A new report from the CDC shows the story of COVID-19 is very different from one state to the next.
On a macro scale, the United States had a coronavirus disease 2019 (COVID-19) incidence rate of 119.6 cases per 100,000 people as of April 7th, but a new study from the US Centers for Disease Control and Prevention (CDC) makes clear that the story of COVID-19 at the micro level is much different, varying widely from location to location.
In a recent CDC Morbidity and Mortality Weekly Report, authors provided a state-level update on COVID-19 cases, deaths, and incidence rates for the 50 states, the District of Columbia, and US territories.
The data showed that the cumulative incidence rate from locality to locality ranged from 20.6 to 915.3 per 100,000 within the continental US. The lowest rate was seen in Minnesota; the highest rate was seen in New York City.
“Geographic variation in numbers of COVID-19 cases and deaths, cumulative incidence, and changes in cumulative incidence likely reflects differences in epidemiologic and population factors as well as clinical and public health practices,” wrote corresponding author Virginia Bowen, PhD, MHS, a member of the CDC’s COVID-19 response team.
For the most recent 7 days included in the study, 7-day cumulative incidence rates ranged from 8.3 cases to 418 cases per 100,000, the data showed. As with the earlier statistic, the outliers in the 7-day average were Minnesota and New York City.
Part of the issue, Bowen and colleagues write, is likely related to the timing of when the virus hit specific areas, noting that the first cases to appear in the United States have been traced to travelers who returned from China, followed by community transmission in a few states.
“During the third week of February, California, Oregon, and Washington reported the first US cases with no known travel to China or exposure to a person with confirmed COVID-19,” Bowen and colleagues write.
“Case investigations indicated community transmission in these jurisdictions.”
Another factor is likely population density, according to the authors, who noted that New York City, Washington DC, and Louisiana have all been hard-hit.

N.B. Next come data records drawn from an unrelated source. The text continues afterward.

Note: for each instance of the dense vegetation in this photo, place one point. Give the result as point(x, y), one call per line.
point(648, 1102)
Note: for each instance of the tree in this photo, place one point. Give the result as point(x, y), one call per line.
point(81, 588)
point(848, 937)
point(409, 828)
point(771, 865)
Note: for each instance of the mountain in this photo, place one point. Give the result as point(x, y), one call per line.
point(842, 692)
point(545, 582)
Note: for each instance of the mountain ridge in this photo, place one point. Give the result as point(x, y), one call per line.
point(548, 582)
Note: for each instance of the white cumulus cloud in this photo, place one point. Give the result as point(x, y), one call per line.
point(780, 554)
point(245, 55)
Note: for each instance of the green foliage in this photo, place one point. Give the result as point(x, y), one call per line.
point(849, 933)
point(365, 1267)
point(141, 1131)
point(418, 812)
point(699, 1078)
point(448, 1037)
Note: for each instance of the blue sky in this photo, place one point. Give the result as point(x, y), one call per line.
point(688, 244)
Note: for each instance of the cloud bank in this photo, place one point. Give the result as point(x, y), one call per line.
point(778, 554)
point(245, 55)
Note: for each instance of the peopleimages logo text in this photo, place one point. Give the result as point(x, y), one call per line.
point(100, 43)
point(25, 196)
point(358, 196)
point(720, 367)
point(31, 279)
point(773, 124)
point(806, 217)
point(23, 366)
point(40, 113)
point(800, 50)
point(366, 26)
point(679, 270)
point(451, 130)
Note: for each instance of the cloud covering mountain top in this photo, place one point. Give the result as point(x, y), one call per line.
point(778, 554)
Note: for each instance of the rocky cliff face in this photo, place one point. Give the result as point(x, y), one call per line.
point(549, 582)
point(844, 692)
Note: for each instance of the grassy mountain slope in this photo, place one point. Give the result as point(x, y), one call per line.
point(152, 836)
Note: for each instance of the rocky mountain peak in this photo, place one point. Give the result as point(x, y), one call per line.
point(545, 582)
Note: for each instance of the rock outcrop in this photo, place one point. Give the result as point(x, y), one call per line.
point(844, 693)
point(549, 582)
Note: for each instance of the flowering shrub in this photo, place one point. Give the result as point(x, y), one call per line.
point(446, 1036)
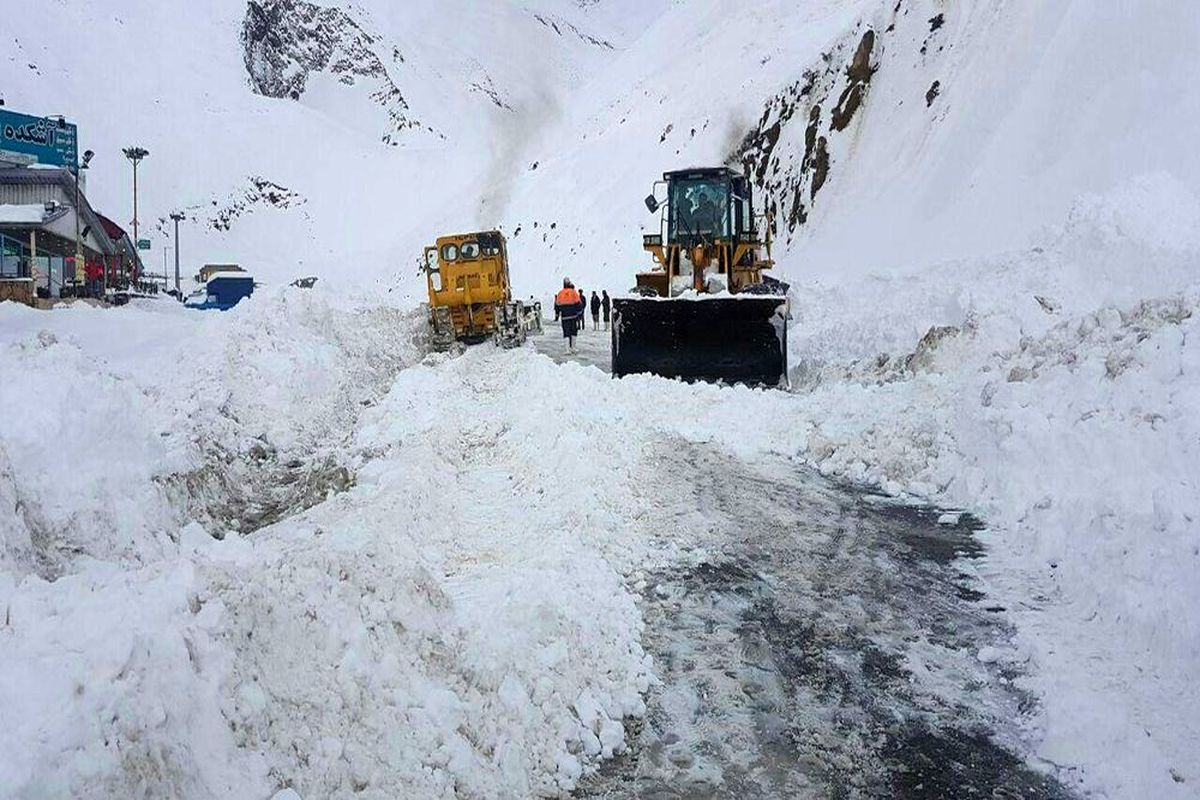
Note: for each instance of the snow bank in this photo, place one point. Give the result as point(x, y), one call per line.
point(1053, 391)
point(455, 623)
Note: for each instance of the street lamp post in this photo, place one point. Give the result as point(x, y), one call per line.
point(177, 216)
point(136, 154)
point(87, 158)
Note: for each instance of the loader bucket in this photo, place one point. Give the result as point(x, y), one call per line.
point(741, 340)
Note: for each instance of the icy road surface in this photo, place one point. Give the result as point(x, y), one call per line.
point(592, 347)
point(826, 647)
point(820, 643)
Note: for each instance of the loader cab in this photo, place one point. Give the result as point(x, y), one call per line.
point(706, 206)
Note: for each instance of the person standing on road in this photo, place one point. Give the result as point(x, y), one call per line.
point(569, 306)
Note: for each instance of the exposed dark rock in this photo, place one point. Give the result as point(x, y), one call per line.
point(258, 193)
point(285, 41)
point(820, 166)
point(859, 73)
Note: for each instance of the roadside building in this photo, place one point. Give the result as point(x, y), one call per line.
point(46, 218)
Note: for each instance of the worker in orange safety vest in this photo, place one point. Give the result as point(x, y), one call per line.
point(570, 307)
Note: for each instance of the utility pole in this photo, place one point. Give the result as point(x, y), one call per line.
point(87, 157)
point(177, 216)
point(136, 154)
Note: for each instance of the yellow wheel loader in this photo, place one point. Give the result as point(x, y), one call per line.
point(705, 311)
point(471, 299)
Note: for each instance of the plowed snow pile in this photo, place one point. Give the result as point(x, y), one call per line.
point(425, 632)
point(1055, 392)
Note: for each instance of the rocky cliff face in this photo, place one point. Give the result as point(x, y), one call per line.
point(787, 152)
point(287, 41)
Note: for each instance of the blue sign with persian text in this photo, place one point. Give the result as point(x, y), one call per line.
point(27, 139)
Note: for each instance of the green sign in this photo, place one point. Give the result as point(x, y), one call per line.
point(27, 139)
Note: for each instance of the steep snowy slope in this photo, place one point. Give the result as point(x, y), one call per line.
point(888, 134)
point(300, 137)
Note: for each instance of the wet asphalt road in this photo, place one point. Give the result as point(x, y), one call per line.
point(815, 641)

“Cumulative incidence in urban areas like NYC and DC exceeds the national average,” they write.
“Louisiana, which experienced a temporarily high population density because of an influx of visitors during Mardi Gras celebrations in mid-February, has a higher cumulative incidence and greater increase in cumulative incidence than other states in the South.”
The timing of social distancing measures and closures, as well as varying testing and containment strategies, also likely at play in the data.
“For example, the state of New York (excluding NYC) reported administering 4.9 tests per 1000 population, which was higher than the national average of 1.6 (CDC, unpublished data, March 25, 2020); this expanded level of testing might have contributed to better ascertainment of cases and might partially explain the state’s higher case count and cumulative incidence,” they write.
Localities that expanded testing at later dates might see later increases in cases and incidence, they write.
Death rates also vary significantly in the data, which Bowen and colleagues say might have a lot to do with the specific populations affected.
For instance, Washington State had outbreaks in skilled-nursing and long-term care facilities, which likely skewed their death rate higher, since an already vulnerable population was affected by those outbreaks. The state had a 4.5% death rate, the same as Michigan’s. Only Kentucky, Oklahoma, and New York City had higher death rates, though Kentucky and Oklahoma each had fewer than 100 deaths total as of April 7th.
The Northern Mariana Islands had the highest death rate, but that was based only on 2 deaths in 8 total cases.
The authors say much more will become clear in the coming months. As of the end of the study period (April 7th), only 12,800 deaths had been reported nationwide. As of April 21st, that number had soared past 44,000.
“Monitoring changes in numbers of reported cases and disease incidence within jurisdictions over time is critical to understanding and responding to the evolving local epidemiology of this outbreak,” the authors conclude.